I had a birthday last week. It was birthday-ish, with cake with sprinkles and a Buster Keaton movie and a moose. A real moose, four long legs and all, hanging out to say hi. We find signs of moose everywhere, but I’ve still only seen them in person a few times. Once when I came round a corner in a car and found a bull moose looking back at me, and another time when a very busy one trotted past us in the backyard, on her way to someplace important.

So that was good. We’ve also had a pair of Hooded Mergansers in the beaver pond of late. The male is quite handsome and a little full of himself. The female is lovely. For some reason the female mergansers, any variety, appeal to me far more than the males. They have beautiful cinnamon crests, and just look…I don’t know. Like a creature who has flown through the loneliest of places, a temporarily lost fairy queen, perhaps.

While the snow refuses to leave (we had yet another snow shower this morning), the sun continues to return. It is strong enough to warm the house during the day, and to make my winter coat seem a little foolish. I forget this every year, the fact that it is not that the winter decides to move on, but that the sun gains ascendancy. It’s comforting. There is no White Witch, keeping it forever cold and dark. It’s simply a question of waiting until the days lengthen and the sun rises and the birds begin to sing again.

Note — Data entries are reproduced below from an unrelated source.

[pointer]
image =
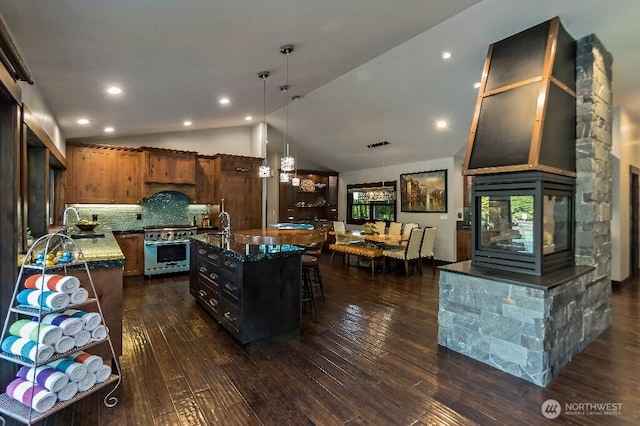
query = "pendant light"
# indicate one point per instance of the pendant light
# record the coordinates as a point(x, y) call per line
point(264, 171)
point(287, 162)
point(295, 180)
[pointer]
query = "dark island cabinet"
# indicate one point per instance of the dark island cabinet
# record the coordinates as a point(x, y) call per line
point(256, 301)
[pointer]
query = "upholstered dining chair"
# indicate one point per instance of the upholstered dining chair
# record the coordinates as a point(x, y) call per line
point(395, 228)
point(408, 253)
point(381, 226)
point(406, 229)
point(428, 244)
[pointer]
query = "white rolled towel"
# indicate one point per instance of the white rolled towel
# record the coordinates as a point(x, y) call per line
point(45, 299)
point(32, 396)
point(53, 282)
point(79, 296)
point(32, 330)
point(91, 319)
point(64, 344)
point(82, 338)
point(36, 352)
point(68, 392)
point(100, 333)
point(45, 377)
point(75, 370)
point(103, 374)
point(93, 362)
point(69, 325)
point(87, 382)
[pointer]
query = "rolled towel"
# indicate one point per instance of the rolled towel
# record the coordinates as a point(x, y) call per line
point(100, 333)
point(53, 282)
point(36, 352)
point(93, 362)
point(68, 391)
point(79, 296)
point(69, 325)
point(45, 299)
point(75, 370)
point(103, 374)
point(91, 319)
point(32, 330)
point(64, 344)
point(87, 382)
point(31, 395)
point(45, 377)
point(81, 338)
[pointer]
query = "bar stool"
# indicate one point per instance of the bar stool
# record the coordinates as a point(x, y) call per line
point(309, 268)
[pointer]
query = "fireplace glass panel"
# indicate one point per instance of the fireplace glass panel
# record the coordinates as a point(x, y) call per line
point(556, 221)
point(507, 223)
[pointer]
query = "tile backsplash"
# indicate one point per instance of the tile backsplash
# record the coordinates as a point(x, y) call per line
point(163, 208)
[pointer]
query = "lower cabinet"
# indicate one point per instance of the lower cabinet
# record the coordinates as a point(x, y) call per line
point(257, 301)
point(132, 246)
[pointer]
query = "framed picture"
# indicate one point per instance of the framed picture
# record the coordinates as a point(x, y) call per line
point(424, 192)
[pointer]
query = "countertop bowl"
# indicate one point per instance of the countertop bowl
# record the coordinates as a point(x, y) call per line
point(87, 226)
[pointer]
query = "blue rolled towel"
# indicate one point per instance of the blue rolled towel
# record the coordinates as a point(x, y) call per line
point(45, 299)
point(36, 352)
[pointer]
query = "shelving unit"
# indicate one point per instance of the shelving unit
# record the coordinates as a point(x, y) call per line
point(14, 409)
point(316, 199)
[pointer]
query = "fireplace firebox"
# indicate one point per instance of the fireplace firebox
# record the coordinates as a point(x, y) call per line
point(523, 221)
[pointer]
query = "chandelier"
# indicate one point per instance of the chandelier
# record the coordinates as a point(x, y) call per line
point(264, 171)
point(287, 162)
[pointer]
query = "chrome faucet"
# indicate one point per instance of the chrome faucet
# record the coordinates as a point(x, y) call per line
point(64, 218)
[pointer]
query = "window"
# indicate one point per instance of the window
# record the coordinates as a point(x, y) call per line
point(371, 202)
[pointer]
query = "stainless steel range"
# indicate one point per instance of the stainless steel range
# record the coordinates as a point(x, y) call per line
point(166, 248)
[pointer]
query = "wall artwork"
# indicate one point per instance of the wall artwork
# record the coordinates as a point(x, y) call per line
point(424, 192)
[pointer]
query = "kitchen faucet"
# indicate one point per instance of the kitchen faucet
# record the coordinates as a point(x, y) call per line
point(64, 218)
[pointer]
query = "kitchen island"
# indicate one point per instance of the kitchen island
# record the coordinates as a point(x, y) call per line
point(252, 291)
point(105, 262)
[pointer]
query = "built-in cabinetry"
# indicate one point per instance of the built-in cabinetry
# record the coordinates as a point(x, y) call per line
point(132, 247)
point(315, 199)
point(236, 180)
point(204, 180)
point(102, 175)
point(254, 297)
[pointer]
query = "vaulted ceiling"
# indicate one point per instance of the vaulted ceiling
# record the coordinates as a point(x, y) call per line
point(366, 70)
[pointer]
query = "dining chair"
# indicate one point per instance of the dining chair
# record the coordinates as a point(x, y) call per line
point(395, 228)
point(428, 244)
point(406, 229)
point(381, 226)
point(409, 252)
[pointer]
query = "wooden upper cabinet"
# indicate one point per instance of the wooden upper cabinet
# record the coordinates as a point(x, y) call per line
point(169, 166)
point(204, 180)
point(236, 181)
point(97, 174)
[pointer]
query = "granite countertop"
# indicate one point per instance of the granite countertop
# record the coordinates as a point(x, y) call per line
point(246, 252)
point(99, 252)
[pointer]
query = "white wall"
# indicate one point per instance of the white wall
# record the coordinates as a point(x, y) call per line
point(625, 153)
point(33, 100)
point(229, 140)
point(445, 248)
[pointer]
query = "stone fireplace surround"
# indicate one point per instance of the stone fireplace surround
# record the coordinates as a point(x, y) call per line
point(528, 326)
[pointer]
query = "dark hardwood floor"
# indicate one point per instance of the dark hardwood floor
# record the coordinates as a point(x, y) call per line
point(372, 359)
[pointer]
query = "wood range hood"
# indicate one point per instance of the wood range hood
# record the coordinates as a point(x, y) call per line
point(168, 170)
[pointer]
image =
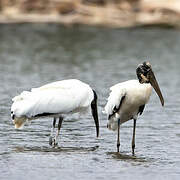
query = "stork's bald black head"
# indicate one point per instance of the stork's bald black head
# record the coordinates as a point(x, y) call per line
point(146, 75)
point(143, 71)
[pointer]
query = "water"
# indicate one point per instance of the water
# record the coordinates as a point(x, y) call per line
point(32, 55)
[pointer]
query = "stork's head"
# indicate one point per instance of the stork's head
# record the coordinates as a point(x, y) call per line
point(146, 75)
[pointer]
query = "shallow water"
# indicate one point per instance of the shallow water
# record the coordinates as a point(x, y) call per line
point(32, 55)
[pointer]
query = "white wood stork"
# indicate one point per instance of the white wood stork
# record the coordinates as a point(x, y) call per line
point(127, 100)
point(54, 100)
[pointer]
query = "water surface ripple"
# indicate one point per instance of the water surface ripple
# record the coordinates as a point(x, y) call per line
point(32, 55)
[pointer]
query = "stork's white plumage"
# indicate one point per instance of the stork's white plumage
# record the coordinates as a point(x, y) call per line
point(127, 100)
point(54, 99)
point(135, 95)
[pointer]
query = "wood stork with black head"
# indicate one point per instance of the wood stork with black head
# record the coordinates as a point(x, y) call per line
point(127, 99)
point(55, 100)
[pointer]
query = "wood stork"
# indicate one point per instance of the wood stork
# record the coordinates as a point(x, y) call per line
point(55, 100)
point(127, 100)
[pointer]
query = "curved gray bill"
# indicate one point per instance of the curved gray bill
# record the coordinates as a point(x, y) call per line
point(155, 85)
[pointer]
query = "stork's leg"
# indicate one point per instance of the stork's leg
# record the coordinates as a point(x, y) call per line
point(133, 139)
point(118, 138)
point(51, 139)
point(58, 131)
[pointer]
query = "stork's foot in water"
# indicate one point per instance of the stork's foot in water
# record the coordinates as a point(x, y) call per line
point(52, 141)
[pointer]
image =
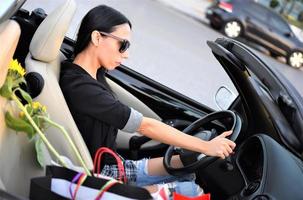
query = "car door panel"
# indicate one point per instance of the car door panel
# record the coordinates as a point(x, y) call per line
point(264, 93)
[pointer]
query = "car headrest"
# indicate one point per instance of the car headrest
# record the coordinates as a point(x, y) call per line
point(9, 37)
point(47, 40)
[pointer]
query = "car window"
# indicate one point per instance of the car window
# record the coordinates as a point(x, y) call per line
point(168, 48)
point(256, 11)
point(278, 23)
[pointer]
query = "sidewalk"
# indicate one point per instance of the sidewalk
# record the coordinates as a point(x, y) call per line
point(193, 8)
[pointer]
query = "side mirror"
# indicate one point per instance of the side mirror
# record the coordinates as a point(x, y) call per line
point(224, 98)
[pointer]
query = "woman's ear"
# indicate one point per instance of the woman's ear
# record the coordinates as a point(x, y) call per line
point(95, 38)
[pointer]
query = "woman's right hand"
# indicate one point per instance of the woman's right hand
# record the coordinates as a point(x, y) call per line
point(220, 146)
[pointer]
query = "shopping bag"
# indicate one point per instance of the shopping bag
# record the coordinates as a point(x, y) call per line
point(177, 196)
point(58, 182)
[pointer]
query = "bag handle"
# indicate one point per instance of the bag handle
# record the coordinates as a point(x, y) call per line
point(106, 187)
point(80, 178)
point(97, 162)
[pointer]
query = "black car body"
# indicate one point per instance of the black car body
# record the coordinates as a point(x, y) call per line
point(268, 160)
point(259, 24)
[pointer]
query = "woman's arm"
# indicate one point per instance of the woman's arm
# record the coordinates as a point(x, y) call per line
point(219, 146)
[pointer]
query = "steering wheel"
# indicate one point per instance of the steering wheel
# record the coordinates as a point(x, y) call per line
point(192, 160)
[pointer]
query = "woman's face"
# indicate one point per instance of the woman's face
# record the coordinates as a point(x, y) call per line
point(109, 55)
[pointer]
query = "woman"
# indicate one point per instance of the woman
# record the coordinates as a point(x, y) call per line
point(102, 44)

When I was young and fascinated with astronomy, I was devastated to learn that some day the sun would run its course and be gone, and with it, us. That’s the trick of life though, isn’t it? Everything must run its course, and still we build and dream and sing and sleep and love and try to make the most of this impermanence. It’s not the lasting forever that’s important, it’s the passion we bring to our time here.